Храп утих, и послышался скрип дивана.

– Перевернулся на другой бок, – сказала девушка. – Так нельзя его будить; надо расталкивать, а то он ни за что не проснется. Вставайте, папаша! Скоро десять часов! – возвысила она голос и направилась в соседнюю комнату.

– Да, виновен, но заслуживает снисхождения, – пробормотал с дивана спящий.

– Что он такое бормочет? – спросила женщина.

– Да все еще думает, что он в суде. Верно, ему суд во сне снится. Самовар, папенька, готов. Чай пить пора, – потрясла дочь за плечо отца.
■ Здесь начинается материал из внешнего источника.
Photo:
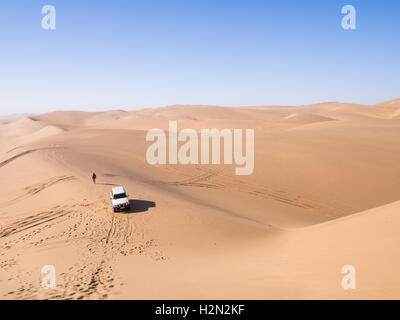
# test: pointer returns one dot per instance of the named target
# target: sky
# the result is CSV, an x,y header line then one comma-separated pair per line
x,y
147,53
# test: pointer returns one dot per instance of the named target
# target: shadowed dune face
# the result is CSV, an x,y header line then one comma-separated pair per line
x,y
200,231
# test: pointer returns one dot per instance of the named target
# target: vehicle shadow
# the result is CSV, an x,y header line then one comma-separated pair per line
x,y
140,206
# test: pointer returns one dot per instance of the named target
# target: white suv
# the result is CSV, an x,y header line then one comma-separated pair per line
x,y
119,199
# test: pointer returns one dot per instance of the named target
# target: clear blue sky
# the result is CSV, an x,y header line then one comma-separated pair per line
x,y
144,53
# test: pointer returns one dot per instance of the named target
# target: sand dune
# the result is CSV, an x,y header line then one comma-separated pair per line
x,y
324,193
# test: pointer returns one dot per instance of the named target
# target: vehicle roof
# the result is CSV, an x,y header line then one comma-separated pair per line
x,y
118,190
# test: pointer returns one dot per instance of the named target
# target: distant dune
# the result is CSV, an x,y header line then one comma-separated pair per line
x,y
325,193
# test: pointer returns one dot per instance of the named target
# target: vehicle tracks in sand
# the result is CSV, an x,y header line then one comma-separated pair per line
x,y
214,179
98,238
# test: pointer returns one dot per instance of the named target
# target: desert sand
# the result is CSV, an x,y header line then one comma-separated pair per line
x,y
325,193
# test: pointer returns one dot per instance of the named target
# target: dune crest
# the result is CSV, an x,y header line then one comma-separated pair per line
x,y
324,193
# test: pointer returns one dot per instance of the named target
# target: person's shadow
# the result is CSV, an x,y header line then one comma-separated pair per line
x,y
140,206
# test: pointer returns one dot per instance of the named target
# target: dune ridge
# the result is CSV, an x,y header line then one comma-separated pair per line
x,y
324,193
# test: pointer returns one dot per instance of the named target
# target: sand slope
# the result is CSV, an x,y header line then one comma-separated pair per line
x,y
324,194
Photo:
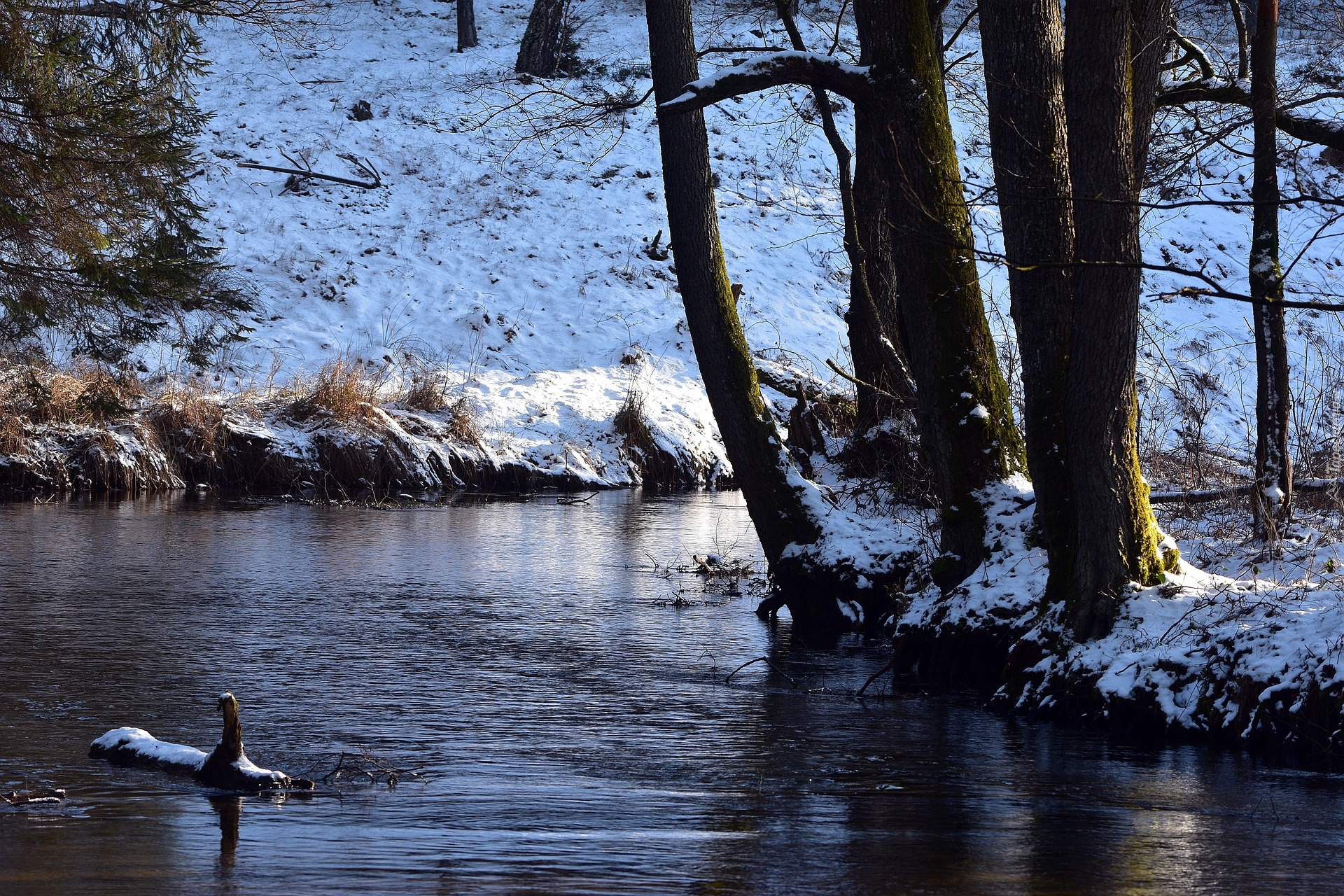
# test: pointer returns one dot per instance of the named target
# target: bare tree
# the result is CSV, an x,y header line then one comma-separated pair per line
x,y
467,24
1273,465
543,42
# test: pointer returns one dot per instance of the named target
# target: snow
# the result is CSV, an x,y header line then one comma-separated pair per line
x,y
514,267
141,742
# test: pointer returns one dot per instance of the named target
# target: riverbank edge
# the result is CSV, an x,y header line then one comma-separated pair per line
x,y
1023,664
279,447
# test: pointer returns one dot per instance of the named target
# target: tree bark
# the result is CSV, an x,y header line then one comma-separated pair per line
x,y
467,24
761,465
1117,536
875,359
965,419
1273,466
1023,43
539,54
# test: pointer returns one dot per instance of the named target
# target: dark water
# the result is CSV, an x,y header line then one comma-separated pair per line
x,y
577,736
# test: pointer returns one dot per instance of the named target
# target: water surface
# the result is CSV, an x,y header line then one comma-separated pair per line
x,y
574,729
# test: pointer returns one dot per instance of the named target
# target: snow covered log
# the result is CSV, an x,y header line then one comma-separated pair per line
x,y
773,70
225,767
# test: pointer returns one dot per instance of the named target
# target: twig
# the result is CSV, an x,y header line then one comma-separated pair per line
x,y
766,662
878,675
302,172
961,27
701,54
875,388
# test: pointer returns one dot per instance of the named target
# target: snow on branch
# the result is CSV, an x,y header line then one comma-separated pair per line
x,y
774,70
1308,128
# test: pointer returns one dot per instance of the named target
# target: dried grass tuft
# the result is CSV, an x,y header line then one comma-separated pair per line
x,y
632,424
425,393
190,424
343,388
83,394
11,434
464,421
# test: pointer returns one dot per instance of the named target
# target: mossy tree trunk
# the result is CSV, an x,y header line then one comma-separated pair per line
x,y
761,465
1117,538
878,365
1273,466
1023,43
965,418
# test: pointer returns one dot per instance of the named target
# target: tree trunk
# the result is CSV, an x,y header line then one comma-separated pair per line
x,y
467,24
1273,466
876,363
965,419
539,54
1117,536
1023,43
761,465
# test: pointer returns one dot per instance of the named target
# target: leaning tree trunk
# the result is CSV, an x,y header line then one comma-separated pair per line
x,y
467,24
965,418
762,468
1023,43
539,54
1117,538
878,365
1273,466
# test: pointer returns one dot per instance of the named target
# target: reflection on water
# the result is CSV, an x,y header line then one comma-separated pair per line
x,y
577,738
230,811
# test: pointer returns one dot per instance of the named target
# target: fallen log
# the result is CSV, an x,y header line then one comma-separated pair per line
x,y
226,767
29,797
1205,496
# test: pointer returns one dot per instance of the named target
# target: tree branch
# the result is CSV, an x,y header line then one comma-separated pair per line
x,y
1194,51
300,172
1313,131
774,70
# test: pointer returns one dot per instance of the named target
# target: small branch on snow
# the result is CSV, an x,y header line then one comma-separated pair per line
x,y
365,167
774,70
1237,93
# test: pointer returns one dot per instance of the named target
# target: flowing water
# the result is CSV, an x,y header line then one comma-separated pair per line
x,y
574,729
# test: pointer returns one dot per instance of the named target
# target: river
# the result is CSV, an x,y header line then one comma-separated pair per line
x,y
573,727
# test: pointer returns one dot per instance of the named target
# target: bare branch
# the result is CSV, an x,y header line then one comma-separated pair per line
x,y
774,70
1243,41
302,172
965,22
1194,51
1313,131
701,54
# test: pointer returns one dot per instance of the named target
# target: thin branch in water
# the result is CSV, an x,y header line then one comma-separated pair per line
x,y
766,662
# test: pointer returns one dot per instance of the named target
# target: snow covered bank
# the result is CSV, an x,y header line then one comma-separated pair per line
x,y
289,445
1256,662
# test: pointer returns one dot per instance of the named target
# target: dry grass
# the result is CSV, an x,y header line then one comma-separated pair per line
x,y
11,434
80,394
190,422
632,422
343,388
464,421
425,393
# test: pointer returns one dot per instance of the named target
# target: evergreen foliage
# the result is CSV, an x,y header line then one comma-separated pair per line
x,y
100,237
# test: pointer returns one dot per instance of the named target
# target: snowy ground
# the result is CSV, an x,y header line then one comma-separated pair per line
x,y
515,265
515,269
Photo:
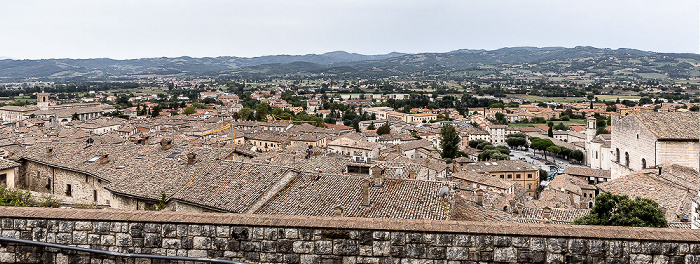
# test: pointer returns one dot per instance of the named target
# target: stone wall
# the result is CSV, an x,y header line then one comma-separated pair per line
x,y
300,239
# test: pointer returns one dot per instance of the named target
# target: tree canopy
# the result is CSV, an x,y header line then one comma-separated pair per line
x,y
619,210
384,129
450,141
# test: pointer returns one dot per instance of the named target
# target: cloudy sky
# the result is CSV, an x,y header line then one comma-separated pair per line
x,y
120,29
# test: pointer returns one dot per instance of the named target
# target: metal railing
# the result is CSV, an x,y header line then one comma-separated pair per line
x,y
116,254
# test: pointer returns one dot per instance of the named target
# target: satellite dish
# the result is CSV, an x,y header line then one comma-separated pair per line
x,y
444,191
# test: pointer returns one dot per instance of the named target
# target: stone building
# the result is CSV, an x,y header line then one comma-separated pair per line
x,y
646,139
527,175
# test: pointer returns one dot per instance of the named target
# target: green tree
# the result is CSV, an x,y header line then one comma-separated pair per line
x,y
513,140
619,210
503,149
156,110
245,113
189,110
561,126
450,141
261,111
476,142
501,118
384,129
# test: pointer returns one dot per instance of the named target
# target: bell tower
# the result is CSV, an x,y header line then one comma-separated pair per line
x,y
42,101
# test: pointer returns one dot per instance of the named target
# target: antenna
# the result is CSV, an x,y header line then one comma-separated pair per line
x,y
444,191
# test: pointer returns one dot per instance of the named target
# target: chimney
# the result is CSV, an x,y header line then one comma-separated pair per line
x,y
480,197
191,158
365,193
547,213
377,179
144,140
338,211
104,158
166,143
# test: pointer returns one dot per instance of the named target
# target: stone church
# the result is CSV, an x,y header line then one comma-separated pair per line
x,y
647,139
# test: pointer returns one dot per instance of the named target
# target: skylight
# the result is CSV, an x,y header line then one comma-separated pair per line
x,y
95,158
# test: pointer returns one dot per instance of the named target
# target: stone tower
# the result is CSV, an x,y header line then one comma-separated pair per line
x,y
42,101
590,134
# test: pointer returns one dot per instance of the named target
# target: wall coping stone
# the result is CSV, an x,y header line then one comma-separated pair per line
x,y
385,224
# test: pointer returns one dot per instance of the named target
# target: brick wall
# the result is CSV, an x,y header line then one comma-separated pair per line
x,y
300,239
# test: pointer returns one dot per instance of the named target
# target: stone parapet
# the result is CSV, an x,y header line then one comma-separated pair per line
x,y
301,239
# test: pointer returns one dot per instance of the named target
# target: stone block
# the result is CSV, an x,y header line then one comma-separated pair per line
x,y
169,230
80,237
197,253
151,228
65,226
136,229
578,246
123,240
381,248
268,246
64,238
323,247
258,233
501,241
462,240
291,233
292,259
555,258
152,240
398,238
271,233
172,243
239,233
221,243
556,245
303,247
380,235
506,254
345,247
436,253
525,256
309,259
194,230
107,240
415,250
640,259
199,242
457,253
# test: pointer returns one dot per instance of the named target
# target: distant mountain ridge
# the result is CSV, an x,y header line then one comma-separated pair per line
x,y
341,63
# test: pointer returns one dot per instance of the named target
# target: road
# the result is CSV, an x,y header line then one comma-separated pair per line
x,y
528,157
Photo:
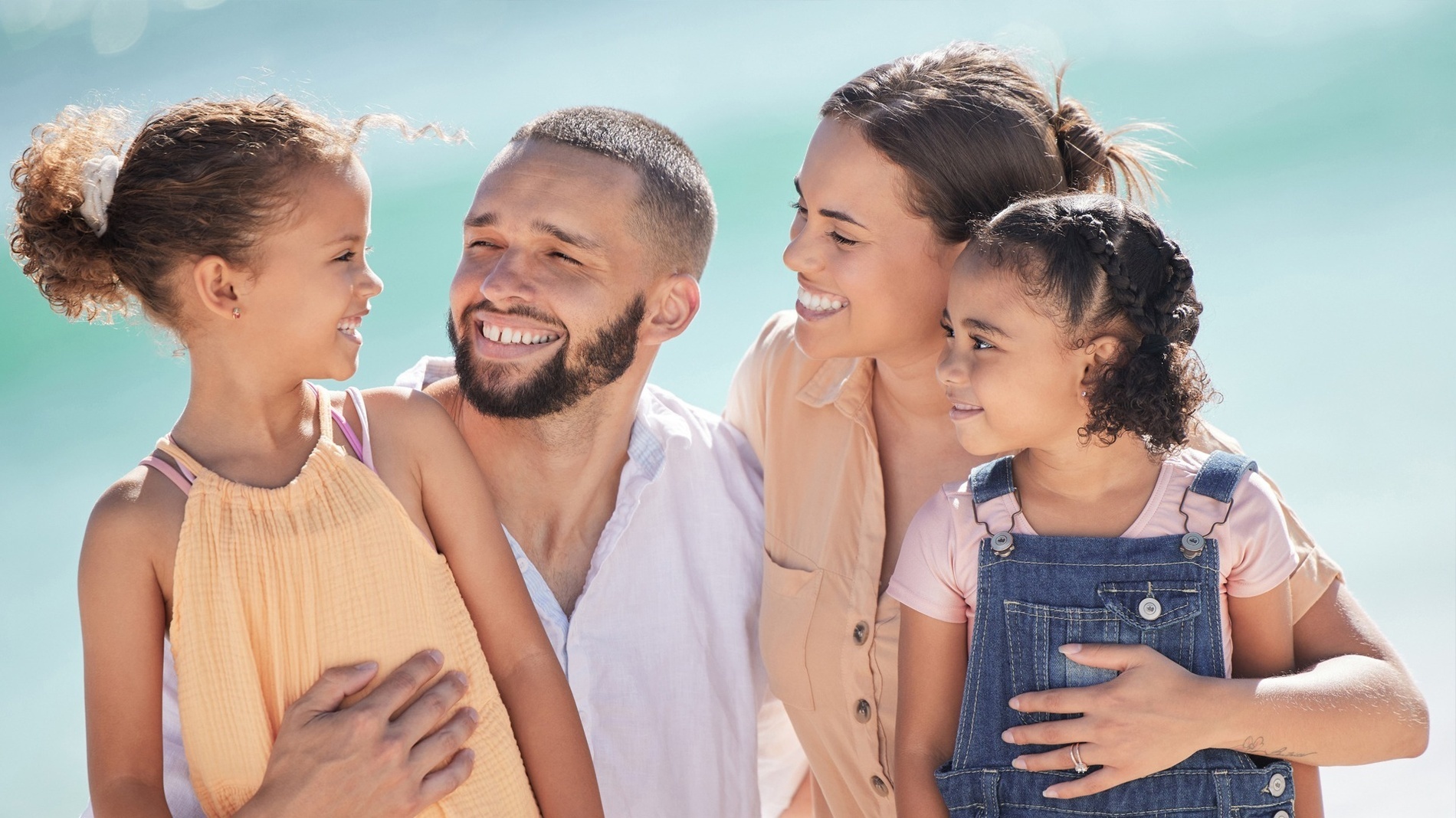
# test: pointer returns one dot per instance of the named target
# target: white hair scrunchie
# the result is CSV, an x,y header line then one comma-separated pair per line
x,y
98,182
– Так. А где вещественные доказательства? – послышалось с дивана.

– Какие такие вещественные доказательства? Очнитесь. Ведь вы не на суде, а дома.

– Знаю… Постой, погоди… Дай прокурорский надзор послушать.

– Никакого тут прокурорского надзора нет… Самовар целый час кипит.

– А где он взял самовар?

– Кто взял самовар? Наш самовар кипит. Никто не брал самовара.

– В обвинительном акте ничего не сказано… Не тронь, говорят тебе!

– Ах ты господи! Вот так сон! Маменька, не принести ли папеньке мокрое полотенце? Утрется им, так, может быть, скорее проснется. А то он все судейские слова впросонках… – отнеслась девушка к пожилой женщине.

– Пощекочи его лучше. Так он скорее проснется. Он щекотки ужасти как боится, – отвечала из соседней комнаты мать.

– Как же это так, щекотать? А вдруг он… Проснитесь, папенька. Ну, поднимитесь, сядьте на диван, – упрашивала дочь и стала поднимать отца.

– Нет, нет, без взлома… – кряхтел он, сел на диван и, не открывая глаза, начал почесываться.

– Принести полотенце мокренькое?

– А у кого он похитил полотенце?

– Да никто ни у кого не похищал полотенца. Наше полотенце… Полотенце, чтобы вам утереться и освежиться, – распиналась дочь. – Принести?

– Спроси у председателя.

– У какого председателя! Ведь вы дома. Неужто вы меня-то не можете узнать?

– Как не могу… Узнал. Только как же ты в комнату присяжных заседателей попала? Ведь у дверей жандарм стоит.